In its latest attempts to promote “Breast Cancer Awareness” month, Burger King Arabia launched an advertisement where two burgers are portrayed as breasts, one with a chicken patty and the other one without, representing a cancerous breast which has been removed.
The ad, only one of many, is incredibly flawed and objectifies women far more than it raises awareness of breast cancer. First, the healthy breast is portrayed as full and big, which contributes to hegemonic beauty standards. Moreover, the full burger looks appealing and mouthwatering while the empty burger stands as a sharp contrast. For breast cancer survivors who have been through a mastectomy, this portrayal is not too kind . Another thing is that breasts are already sexualized enough, and having burgers – a food item – instead of breasts, is even more demeaning. The ad reads, “Don’t wait”. Instead of encouraging women to get a mammogram before it’s too late, it comes off as a warning: don’t wait until your breasts are no longer appealing.
Women are still being objectified and sexualized even when it’s related to their health. Such ads are encouraging women to get a checkup not because they fear for their health, but because they will no longer be appealing and attractive. Perhaps it was not the intention of the ad, but the underlying message is still there. Alternative strategies for advertising about “Breast Cancer Awareness” could be employed, without demeaning the women suffering from it.
Moreover, even with more progressive ads, many campaigns disregard the fact that many women are unable to afford a mammography. Such ads are encouraging women to get a checkup, but they do not actually do anything to help them do so.
Along with spreading awareness about breast cancer, we are responsible for providing the financial resources to women so that they can do a mammography.

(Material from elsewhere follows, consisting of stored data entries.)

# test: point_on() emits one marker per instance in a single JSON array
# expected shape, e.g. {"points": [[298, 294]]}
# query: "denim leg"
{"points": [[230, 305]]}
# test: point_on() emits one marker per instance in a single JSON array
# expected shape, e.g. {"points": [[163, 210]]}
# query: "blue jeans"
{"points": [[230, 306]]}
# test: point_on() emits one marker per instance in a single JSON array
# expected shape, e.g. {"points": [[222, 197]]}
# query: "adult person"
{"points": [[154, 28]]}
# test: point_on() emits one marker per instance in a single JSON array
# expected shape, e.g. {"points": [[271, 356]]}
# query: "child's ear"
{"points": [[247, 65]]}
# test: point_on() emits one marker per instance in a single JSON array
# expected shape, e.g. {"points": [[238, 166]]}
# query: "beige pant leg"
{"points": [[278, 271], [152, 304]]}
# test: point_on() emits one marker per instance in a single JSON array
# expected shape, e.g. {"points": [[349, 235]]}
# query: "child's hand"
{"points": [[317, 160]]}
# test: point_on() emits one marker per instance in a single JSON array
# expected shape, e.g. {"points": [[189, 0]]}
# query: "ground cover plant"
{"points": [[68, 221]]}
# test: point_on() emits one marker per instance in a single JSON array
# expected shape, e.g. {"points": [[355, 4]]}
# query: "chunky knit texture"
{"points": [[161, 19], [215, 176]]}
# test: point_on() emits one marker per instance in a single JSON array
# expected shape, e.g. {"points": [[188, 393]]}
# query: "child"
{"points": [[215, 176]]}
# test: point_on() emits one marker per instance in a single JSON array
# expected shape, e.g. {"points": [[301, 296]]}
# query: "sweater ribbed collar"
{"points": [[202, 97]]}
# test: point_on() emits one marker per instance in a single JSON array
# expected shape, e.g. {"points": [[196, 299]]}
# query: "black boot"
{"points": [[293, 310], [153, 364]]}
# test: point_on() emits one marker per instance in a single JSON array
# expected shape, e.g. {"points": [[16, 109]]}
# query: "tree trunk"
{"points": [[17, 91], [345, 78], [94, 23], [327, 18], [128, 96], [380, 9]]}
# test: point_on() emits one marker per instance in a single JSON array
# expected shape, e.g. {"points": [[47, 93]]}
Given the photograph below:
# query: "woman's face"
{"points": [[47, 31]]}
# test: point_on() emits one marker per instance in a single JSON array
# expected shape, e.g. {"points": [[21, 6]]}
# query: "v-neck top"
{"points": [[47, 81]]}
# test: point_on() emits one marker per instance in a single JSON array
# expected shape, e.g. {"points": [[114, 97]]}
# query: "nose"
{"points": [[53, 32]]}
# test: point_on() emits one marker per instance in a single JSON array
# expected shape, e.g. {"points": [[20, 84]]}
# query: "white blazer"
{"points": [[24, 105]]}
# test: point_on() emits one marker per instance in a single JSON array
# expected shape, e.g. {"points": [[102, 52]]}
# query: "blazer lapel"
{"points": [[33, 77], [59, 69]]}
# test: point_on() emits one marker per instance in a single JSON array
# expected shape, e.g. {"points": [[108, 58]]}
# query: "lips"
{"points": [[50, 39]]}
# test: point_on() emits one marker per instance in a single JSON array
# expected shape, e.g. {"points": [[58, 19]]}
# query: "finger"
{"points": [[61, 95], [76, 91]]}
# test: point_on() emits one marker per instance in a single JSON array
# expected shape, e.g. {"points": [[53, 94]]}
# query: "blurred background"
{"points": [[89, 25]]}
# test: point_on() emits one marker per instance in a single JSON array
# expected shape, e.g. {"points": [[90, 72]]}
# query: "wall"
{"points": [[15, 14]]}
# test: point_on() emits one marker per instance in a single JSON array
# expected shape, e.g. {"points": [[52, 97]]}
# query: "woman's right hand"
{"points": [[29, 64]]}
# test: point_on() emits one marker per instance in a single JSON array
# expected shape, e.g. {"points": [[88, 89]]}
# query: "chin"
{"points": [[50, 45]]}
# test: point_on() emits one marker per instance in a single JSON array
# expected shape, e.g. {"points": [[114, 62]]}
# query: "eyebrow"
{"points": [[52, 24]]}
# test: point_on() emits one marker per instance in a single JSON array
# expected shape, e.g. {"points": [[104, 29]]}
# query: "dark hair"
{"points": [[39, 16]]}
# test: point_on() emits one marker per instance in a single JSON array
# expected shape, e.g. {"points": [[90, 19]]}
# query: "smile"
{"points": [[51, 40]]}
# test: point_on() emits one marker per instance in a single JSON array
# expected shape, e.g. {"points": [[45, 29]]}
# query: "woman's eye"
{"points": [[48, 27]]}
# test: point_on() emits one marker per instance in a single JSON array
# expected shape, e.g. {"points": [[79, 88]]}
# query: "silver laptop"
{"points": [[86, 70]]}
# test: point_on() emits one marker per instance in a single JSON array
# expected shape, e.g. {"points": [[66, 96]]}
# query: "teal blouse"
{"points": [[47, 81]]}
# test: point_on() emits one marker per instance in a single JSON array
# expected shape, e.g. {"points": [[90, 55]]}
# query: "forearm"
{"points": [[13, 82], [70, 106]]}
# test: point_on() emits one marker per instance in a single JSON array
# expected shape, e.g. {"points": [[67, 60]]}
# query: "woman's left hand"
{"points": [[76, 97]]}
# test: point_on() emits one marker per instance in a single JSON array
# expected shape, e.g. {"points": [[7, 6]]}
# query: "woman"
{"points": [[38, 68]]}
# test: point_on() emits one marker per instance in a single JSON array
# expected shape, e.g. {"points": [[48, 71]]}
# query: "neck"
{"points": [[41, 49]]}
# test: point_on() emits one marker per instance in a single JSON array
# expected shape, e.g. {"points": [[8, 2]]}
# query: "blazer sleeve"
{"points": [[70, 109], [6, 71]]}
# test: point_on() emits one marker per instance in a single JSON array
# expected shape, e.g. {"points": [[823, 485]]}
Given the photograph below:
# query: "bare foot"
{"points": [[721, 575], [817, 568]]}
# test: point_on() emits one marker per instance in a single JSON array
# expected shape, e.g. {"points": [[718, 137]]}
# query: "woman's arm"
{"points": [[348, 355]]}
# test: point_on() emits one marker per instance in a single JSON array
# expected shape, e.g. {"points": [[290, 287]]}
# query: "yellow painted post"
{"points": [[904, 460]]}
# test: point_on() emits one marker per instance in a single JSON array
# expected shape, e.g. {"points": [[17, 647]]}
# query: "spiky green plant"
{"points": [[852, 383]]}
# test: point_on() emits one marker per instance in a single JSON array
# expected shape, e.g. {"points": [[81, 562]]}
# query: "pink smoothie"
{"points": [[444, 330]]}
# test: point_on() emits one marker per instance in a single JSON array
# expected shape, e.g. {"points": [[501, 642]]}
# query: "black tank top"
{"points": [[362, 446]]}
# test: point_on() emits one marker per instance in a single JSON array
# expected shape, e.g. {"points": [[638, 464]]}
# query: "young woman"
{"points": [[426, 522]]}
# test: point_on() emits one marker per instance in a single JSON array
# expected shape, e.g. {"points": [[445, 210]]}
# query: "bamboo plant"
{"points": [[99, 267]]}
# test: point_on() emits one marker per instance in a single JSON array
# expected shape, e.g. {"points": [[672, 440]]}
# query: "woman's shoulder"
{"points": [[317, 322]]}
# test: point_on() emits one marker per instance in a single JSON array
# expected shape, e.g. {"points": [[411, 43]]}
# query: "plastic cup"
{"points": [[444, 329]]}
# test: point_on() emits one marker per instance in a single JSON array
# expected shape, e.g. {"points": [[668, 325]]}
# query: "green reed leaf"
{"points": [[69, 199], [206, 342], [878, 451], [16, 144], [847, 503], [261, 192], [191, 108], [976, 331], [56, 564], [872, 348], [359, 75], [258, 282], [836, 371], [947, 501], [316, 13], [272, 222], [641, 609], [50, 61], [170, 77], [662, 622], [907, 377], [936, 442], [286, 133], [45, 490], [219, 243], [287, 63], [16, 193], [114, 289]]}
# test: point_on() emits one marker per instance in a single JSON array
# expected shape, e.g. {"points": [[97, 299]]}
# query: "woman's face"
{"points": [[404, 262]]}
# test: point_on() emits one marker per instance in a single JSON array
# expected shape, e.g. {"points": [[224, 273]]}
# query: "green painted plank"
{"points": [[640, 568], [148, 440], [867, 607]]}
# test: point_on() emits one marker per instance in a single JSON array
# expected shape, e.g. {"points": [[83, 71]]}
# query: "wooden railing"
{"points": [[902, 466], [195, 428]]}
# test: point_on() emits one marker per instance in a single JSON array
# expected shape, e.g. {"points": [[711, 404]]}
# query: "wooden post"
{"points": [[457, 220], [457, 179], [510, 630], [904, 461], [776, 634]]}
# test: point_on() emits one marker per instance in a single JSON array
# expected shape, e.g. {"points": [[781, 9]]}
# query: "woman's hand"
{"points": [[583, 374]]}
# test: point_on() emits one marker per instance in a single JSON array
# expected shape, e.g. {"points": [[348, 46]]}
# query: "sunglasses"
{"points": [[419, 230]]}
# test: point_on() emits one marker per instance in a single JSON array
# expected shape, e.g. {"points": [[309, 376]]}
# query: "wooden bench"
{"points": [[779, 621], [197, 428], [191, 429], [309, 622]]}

As students at AUB, home to one of the most important medical centers in the region, we should be responsible for giving at least the students and staff a free mammography during “Breast Cancer Awareness” month.
If we do not offer the women resources to actually do a checkup, are we actually doing anything by advertising about it? “Breast Cancer Awareness” month has become a commercial discussion about breasts, rather than being a concrete step towards progress. Let us make it about the women this time around.